Cure SMA Awards $150,000 Grant to Charlotte Sumner, MD, at Johns Hopkins University School of Medicine

Each year, Cure SMA invites scientists from around the world to submit funding proposals for basic research projects that address specific unanswered questions in SMA biology. Our Scientific Advisory Board then ranks the submitted proposals on both their scientific merit and relevance to Cure SMA’s research priorities. Funding is awarded to the highest ranked projects.

In 2024, Cure SMA awarded a total of $740,000 to six scientists to pursue these objectives!

Charlotte Sumner, MD, has been awarded $150,000 for her research study, “Determining the repertoire of mRNA isoforms in SMA using long read sequencing.”

Meet Dr. Sumner

 

Dr. Sumner is a physician scientist at Johns Hopkins University School of Medicine, where she cares for adults with SMA. She also leads a research laboratory focused on understanding how SMA develops and progresses. Dr. Sumner became involved in SMA research in 2001, when she attended her first Annual SMA Conference as a postdoctoral fellow. Currently, Dr. Sumner and her lab focus on identifying changes in gene expression that cause a breakdown in the communication between motor neurons and muscles in SMA.

Gene expression is the process by which instructions for how to make a protein are copied from DNA into mRNA and then taken to where proteins are made in the cell. In this Cure SMA funded study, Dr. Sumner’s lab will use a new technique called “direct RNA long read sequencing” to characterize changes in mRNA processing caused by a shortage of the SMN protein in cells affected by SMA.
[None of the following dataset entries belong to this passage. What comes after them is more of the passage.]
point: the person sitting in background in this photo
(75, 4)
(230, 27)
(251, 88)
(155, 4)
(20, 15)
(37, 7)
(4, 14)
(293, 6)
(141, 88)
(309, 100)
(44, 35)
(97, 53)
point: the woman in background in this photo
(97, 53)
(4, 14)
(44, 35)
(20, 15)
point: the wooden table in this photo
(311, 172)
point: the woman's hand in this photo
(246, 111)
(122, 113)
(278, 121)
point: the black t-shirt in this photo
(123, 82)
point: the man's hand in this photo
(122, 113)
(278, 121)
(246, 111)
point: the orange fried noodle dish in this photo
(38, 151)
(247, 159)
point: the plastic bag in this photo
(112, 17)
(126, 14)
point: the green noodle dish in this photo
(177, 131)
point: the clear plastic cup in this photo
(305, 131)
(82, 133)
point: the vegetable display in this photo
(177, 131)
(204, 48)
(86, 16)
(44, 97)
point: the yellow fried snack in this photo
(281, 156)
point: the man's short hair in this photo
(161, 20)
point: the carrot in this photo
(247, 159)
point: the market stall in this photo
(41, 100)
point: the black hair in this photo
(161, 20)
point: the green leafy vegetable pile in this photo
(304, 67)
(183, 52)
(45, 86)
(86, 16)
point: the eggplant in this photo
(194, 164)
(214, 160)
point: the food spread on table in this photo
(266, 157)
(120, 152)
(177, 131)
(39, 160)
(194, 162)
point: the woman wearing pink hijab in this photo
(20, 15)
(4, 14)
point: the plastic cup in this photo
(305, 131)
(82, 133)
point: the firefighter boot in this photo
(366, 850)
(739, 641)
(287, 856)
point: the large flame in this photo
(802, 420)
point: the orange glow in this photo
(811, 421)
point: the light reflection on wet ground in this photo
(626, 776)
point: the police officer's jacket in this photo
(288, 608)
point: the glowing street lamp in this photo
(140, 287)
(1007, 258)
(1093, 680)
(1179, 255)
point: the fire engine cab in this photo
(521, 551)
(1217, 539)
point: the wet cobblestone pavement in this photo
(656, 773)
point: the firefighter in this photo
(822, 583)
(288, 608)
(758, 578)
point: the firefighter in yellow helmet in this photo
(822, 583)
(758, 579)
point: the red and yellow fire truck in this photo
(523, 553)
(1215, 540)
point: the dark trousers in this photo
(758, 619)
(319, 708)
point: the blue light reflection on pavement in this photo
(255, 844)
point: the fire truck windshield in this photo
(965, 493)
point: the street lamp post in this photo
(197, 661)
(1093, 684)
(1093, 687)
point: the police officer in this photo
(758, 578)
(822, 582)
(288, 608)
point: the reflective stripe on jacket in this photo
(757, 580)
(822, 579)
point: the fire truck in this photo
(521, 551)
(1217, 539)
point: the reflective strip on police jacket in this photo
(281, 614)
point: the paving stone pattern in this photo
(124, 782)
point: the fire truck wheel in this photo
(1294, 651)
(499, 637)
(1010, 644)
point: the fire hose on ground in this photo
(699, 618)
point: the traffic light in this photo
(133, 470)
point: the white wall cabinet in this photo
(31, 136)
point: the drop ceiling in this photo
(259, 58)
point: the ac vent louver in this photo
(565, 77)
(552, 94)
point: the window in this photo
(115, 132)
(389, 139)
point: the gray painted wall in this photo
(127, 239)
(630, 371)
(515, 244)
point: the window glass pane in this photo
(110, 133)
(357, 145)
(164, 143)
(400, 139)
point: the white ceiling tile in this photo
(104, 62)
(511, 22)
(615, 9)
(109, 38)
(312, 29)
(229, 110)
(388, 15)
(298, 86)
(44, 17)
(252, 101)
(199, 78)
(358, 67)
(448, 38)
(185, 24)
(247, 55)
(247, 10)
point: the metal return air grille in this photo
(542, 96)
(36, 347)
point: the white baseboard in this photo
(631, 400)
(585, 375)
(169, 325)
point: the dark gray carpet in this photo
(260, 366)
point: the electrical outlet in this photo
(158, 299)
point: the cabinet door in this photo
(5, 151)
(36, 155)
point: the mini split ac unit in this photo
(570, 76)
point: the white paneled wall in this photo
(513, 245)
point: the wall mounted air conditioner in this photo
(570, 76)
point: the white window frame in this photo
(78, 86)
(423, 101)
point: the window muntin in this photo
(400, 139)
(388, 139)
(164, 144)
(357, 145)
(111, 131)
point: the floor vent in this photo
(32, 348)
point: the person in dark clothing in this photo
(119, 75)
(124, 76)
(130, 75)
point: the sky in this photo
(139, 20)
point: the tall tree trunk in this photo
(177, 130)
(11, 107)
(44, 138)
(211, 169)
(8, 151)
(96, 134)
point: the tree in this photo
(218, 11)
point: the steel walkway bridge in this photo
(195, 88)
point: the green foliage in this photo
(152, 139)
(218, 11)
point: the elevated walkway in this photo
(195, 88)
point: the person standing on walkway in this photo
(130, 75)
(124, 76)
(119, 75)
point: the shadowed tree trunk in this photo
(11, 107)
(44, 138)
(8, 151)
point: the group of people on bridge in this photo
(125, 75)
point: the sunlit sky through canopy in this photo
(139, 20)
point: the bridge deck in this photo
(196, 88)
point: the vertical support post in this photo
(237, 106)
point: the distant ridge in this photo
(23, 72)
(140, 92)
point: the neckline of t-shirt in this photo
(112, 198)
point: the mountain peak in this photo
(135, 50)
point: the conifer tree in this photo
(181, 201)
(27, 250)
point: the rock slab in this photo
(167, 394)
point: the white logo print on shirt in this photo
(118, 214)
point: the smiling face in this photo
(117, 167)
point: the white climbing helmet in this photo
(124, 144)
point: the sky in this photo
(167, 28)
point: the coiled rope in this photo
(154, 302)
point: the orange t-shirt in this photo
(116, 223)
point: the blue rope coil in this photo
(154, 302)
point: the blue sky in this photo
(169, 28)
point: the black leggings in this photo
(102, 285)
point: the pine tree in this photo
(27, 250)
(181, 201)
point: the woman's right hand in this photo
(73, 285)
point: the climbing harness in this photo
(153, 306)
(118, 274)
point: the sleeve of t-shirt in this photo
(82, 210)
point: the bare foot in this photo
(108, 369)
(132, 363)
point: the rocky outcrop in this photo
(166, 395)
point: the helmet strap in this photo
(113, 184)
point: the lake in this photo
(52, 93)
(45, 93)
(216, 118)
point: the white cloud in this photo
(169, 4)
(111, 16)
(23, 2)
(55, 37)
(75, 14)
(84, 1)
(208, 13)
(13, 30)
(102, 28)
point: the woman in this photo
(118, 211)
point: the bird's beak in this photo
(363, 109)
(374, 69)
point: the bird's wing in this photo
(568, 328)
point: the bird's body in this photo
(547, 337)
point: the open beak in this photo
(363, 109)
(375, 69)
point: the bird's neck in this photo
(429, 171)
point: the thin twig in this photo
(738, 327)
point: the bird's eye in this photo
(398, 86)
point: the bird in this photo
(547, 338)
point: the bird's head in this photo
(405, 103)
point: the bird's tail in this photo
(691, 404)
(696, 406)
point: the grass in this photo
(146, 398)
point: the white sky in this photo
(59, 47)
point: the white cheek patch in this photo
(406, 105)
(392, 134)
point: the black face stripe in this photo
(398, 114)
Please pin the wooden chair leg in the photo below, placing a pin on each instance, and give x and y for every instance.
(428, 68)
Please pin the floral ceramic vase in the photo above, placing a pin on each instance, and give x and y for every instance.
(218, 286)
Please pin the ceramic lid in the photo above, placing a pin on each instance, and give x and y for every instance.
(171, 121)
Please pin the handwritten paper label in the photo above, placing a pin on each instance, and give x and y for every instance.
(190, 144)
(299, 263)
The findings from this study may shed light on novel targets for SMA therapeutics, as well as reveal new ways to track disease progression and treatment response.

Dr. Sumner Headshot
Charlotte Sumner, MD, at Johns Hopkins University School of Medicine

Cure SMA’s top basic research priorities currently include:

 

  • Learning more about how the survival motor neuron protein (SMN), which is expressed at low levels in SMA, is expressed and functions.
  • Understanding the ways the SMN protein affects motor neurons and other cells in the body.
  • Developing new treatments and advancing existing drug research, focusing on add-on therapies which work independently of SMN.
  • Finding new research tools that can be used to learn more about disease progression and treatment response in SMA.

Thank You!

 

Special thanks to the Concepcion Family, Nunemaker Family, Weisman Family, Luke 18:1 Foundation, and Dhont Foundation for their generosity to Cure SMA in our quest to invest in basic research that will ultimately drive the next generation of SMA treatments.